Question

Solving Systems of Equations with three variables via substitution?

z = 3x + 5y - 17
-2x - y + 3z = 12
-3x + 3z = 12

Mahalo nui loa~

Answer 1

I don't think this can be solved using substitution. You just go round in circles - atleast that's what I have done for the past 15 minutes.

Answer 2

but,
x=3
y=3
z=7

Answer 3

Yeah, I kinda went around in circles as well. I'm not sure why it was asking to use substitution. But thank you again, Chaise :).
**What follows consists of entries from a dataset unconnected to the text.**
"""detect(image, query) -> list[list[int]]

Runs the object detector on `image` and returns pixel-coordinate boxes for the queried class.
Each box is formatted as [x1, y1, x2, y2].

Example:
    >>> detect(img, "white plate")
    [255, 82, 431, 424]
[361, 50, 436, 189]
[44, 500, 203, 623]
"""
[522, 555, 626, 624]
Sorry for all the trouble! >.<;;

Answer 4

\[z = 3x + 5y - 17\]\[-2x - y + 3z = 12\]\[-3x + 3z = 12\]
\[3x + 5y -z= 17\]\[-2x - y + 3z = 12\]\[-3x + 3z = 12\]
Substract\[-3x + 3z = 12\]from
\[-2x - y + 3z = 12\]that gives you
\[x-y=0\rightarrow x=y\]Now, let's take \[3x + 5y -z= 17\]and substitute x with y, we get\[3x+5x-z=17\rightarrow z=8x-17\]Lets go back to \[-2x - y + 3z = 12\]and replace everything we know so far, that is x=y, z=8x-17\[-2x - x + 3(8x-17) = 12\]\[21x=63\rightarrow x=3\rightarrow y=3\]Don't forget \[z=8x-17\]replacing x with 3\[z=8\times3-17\rightarrow z=7\]Finally, \[(x,y,z)=(3,3,7)\]

Answer 5

good

Answer 6

Thank you Kmousou! :D

Answer 7

Uhh hey Kmousou, I don't mean to be a pest but wanna help me out with another problem similiar to this?